Teaching Suggestion: Students may offer up their own, personal stories of being multiracial and how their experiences relate to the Shanahan quote. You may also elect to lead the class in a close analysis of this quotation, as a way of guiding a larger conversation on multiracial identity and how it impacts the development of self. For example, Shanahan understands people who are looking at him to be “reading and interpreting” him—as in, trying to make sense of the identifying features and cultural markers that they may see as incongruous. The “interesting tensions and moments” could refer to, for example, when people make assumptions around his identity that are false. Ask students to consider how making assumptions about a person’s identity might lead to “tense and/or interesting” moments.

  • In his poem “Trace Evidence,” Charif Shanahan further explores his experience of growing up straddling two cultures.
  • “Being Multiracial in America” is a short New York Times documentary featuring Rutgers University students who discuss the joys and challenges of being Americans of multiracial background.

Personal Connection Prompt

This prompt can be used for in-class discussion, exploratory free-writing, or reflection homework before reading the book.

What languages do you speak?
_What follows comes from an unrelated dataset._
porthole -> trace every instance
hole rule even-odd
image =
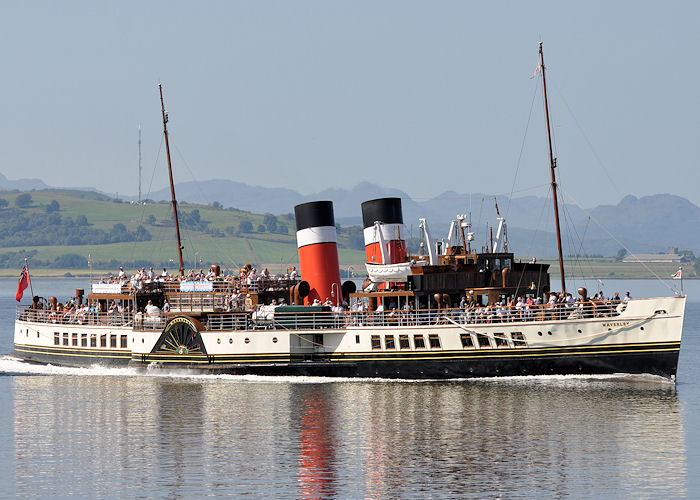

Perhaps you know or are learning a foreign language that is formally studied, such as Spanish, Korean, or Italian; but odds are you also speak an unofficial “language” made up of specific terms based on shared interest and/or cultural understandings. For example, if you’re a soccer player, you probably have a special “language” to talk about the game (specialized soccer terms include stopper, an assist, bicycle kick, and booter); or if you’re a gamer, you also have a special “language” (including terms such as grinding, bots, mods, and glitches).

Teaching Suggestion: To get students thinking about Language as a Cultural Tool, and language as a community-building tool, have them work backward from, first, identifying what communities they are a part of and, second, identifying the specialized, shared “language” they have as a member of those communities.